There are some great and very promising biopharmaceutical therapies. But the biotech/pharma distinction that at one time (briefly) defined as a biopharmaceutical vs. small molecule one is now gone (redefined). Even once there is a clearer path for development of 'biosimilars', the investment of the generic developer to make one will be substantially greater than that of a small molecule drug. With a biotherapeutic an orriginator company can expect (1) longer data exclusivity (2) less price erosion on generic introductions (3) better & longer 'originator brand' utility, and (4) more diverse meaningful patent protecions. Given a resource allocation decision, the development of a biologic drug often makes more sense than a small molecule one, even if the latter is less risky and costs less to develop. The better reliability and expected longevity of the biopharmaceutical revenue stream often makes the additional expense and risk worthwhile.

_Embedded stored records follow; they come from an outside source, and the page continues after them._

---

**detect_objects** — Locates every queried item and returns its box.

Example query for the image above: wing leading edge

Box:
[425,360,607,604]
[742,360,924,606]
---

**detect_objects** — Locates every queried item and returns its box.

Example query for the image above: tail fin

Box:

A caveat to the preference for biopharmaceuticals (consequence 4?) is development of a small molecule therapy in a space where a biopharmaceutical is currently used or has been historically. Because if successful with approval, a compant can often price the small molecule therapy as competitive with the bio-therapy (competitive pricing arguments). Again, Tecfedera is one example.

So, are you saying that generic drugs and generic companies should never exist? If not, how long should a patent last? 

Oh yeah, back to the question. Patent protection is fine as it is. But we need a longer period of data exclusivity and provide market exclusivity to be conveyed with a drug approval. Ideally in a G8 (G7?) agreement. I'd say 10 years at least. More confidence in the market potential of a drug can encourage development and could even bring down pricing.

Also, legal fees can be a huge portion of a development stage companies budget (and often underplanned), and a substantial portion of the budget of firms with compounds on the market. Legal spend is only a productive spend if a drug is approved.  Fewer dollars spent on patent protection efforts (and multicountry filings of each one) and legal defense, will provide the allowance to focus more on R&D.  The reduction of the legal spend can help the industry.